The Familiar Scenes of Melancholy
A ROOM WITHOUT A VIEW
Each one of the “rooms without a view” is seen as replacements for lost love, heavy
disillusionments or longing and hope. The predominant image that demands attention in
these scenes is a “woman” who seems to belong to a world of fantasy/melancholy. Her
existence is highly dubious, for she appears like a fleeting shadow in the room. The bodily
gestures of the female image, reflected in the movements of the shadow, help to increase
this psychic tension. The shadow-woman is like the enigmatic remnant of a faded past
and/or a fantasy, and it is not clear whether she heals or destroys. For the most part, the
shadow is defined as the expression of unreality (1) , but it cannot be denied that it also offers
proof of actually being there. Naturally, the shadow of an objective thing has to wait for
light to emerge. Just as the shadow is proof of objective reality and existence, so too the
woman in the Room without a View insists on making her existence known. The shadow
woman takes refuge in an involvement that both discloses her and creates the essence of
her secret. Our gaze wanders on the uncertainty of the woman’s existence. We do not see
her; rather, we with her or from her point of view. The transient consistency of the shadow
simultaneously desires both disclosure and secrecy. What the shadow seen in Batıbeki’s
compositions registers are traces, remnants, and the echoes of the past.

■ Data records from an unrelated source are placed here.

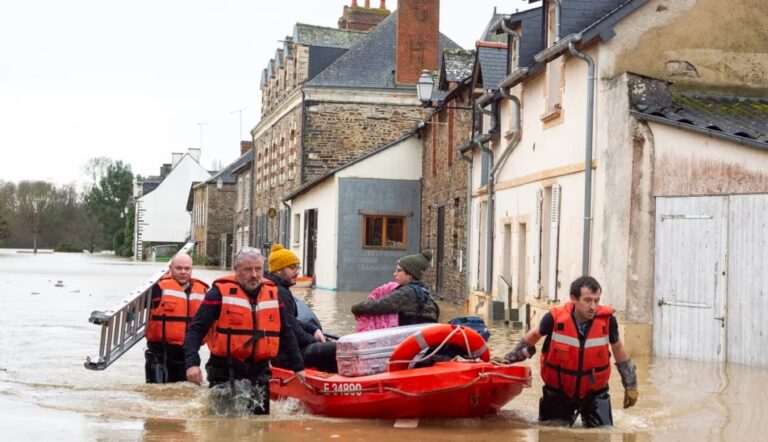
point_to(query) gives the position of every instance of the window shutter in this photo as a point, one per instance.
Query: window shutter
(536, 246)
(553, 242)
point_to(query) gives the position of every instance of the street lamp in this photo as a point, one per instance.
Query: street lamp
(424, 87)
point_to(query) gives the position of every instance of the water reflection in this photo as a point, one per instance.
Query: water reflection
(45, 393)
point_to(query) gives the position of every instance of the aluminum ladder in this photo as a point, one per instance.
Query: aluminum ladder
(125, 324)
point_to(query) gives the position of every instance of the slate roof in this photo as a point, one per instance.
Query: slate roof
(370, 62)
(591, 18)
(493, 66)
(492, 36)
(456, 66)
(311, 35)
(306, 187)
(227, 174)
(740, 119)
(532, 41)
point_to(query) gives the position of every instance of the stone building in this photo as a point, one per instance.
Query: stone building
(213, 204)
(444, 176)
(332, 95)
(242, 216)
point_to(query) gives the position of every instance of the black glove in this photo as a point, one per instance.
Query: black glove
(521, 352)
(629, 380)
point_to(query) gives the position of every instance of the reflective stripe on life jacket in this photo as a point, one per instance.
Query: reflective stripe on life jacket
(168, 321)
(246, 331)
(574, 366)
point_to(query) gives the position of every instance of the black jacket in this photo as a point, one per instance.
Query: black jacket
(211, 309)
(412, 303)
(304, 332)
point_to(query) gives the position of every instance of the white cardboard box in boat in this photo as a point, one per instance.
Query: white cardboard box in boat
(366, 353)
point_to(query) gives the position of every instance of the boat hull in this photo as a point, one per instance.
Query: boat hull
(446, 390)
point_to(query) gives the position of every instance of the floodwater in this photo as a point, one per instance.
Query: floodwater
(47, 394)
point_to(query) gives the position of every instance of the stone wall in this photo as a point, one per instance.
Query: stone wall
(276, 167)
(336, 133)
(444, 185)
(221, 210)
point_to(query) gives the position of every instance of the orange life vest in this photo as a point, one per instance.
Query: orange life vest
(577, 366)
(246, 331)
(168, 321)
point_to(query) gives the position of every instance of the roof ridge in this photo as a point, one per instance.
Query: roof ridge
(355, 31)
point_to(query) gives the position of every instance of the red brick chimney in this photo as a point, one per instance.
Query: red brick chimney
(417, 44)
(362, 18)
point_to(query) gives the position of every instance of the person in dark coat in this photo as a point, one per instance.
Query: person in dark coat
(411, 300)
(284, 268)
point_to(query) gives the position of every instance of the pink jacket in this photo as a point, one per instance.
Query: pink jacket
(375, 322)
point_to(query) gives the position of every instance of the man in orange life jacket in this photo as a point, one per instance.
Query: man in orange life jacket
(244, 326)
(175, 299)
(575, 359)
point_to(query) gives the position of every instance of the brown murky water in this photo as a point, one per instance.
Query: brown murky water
(46, 394)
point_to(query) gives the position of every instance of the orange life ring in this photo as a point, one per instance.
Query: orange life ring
(434, 336)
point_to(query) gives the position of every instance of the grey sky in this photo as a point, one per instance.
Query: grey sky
(132, 80)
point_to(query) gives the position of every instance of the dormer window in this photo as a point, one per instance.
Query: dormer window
(555, 80)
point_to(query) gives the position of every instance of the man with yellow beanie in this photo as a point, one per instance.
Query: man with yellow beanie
(284, 268)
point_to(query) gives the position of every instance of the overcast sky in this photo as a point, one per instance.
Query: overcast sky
(134, 80)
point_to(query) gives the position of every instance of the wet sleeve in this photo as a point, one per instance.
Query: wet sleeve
(309, 327)
(547, 324)
(613, 330)
(392, 303)
(209, 310)
(157, 293)
(289, 348)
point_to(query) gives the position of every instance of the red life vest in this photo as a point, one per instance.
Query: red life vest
(168, 321)
(246, 331)
(577, 366)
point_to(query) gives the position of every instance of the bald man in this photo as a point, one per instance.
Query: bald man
(174, 302)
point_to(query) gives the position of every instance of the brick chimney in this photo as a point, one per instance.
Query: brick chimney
(245, 146)
(417, 44)
(362, 18)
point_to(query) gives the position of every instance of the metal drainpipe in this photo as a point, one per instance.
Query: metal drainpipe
(588, 155)
(480, 142)
(515, 136)
(515, 64)
(468, 226)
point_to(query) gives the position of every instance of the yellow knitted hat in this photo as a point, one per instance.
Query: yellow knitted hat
(280, 258)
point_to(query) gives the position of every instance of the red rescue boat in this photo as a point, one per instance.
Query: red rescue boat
(454, 389)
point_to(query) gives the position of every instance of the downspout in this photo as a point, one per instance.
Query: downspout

There ara continuities of organization among the scenes in these five rooms. How time
flows, how space is perceived, and how the relationship between objects within that space
is positioned are determined through a sequential story. The details are not organized
hierarchically, each piece that makes up the sum is treated equally, and no object is superior
to any image. Nonetheless, the vividly expressed atmosphere has a poetical language that
contains metaphors, hidden references, and messages. The fact that the windows in Panel I
and II are devoid of any function becomes immediately apparent. They are either closed or
covered with curtains. The cassettes, statuettes, black-and-white photographs carrying
traces of the past, color postcards reminding a distant memory, clocks that point to a
suspended time, pictures of actors, seashells, and pearls – pieces of reality that are lined on
the shelves of an old bedside cabinet seem to be frozen within a time capsule, with a worn-
out wall paper as their backdrop. In Panel III and V, we see windowless rooms with no
connection to the outside world. On the table one sees a book left there a minute ago, half
a cup of coffee, and a cigarette butt, its smoke just dispersed. The bare floor, dark mirrors,
and the feeling of brute emptiness that the frames standing against the wall give all create
an eerie atmosphere. Panel IV is different from the others in that there is a room only
recently and suddenly abandoned. There are traces of a circular rite in the room, with
playing cards used for telling fortunes are scattered on the table. The symbols of loneliness
are still legible in the coffee grounds left in the cup, in which hopes, expectations, and
longings had been sought.
(1) Önay Sözer, “Işığın Metafiziğinden Gölgenin Estetiğine”, Sanat Dünyamız, Istanbul: YKY, 2000, no. 77, p.171.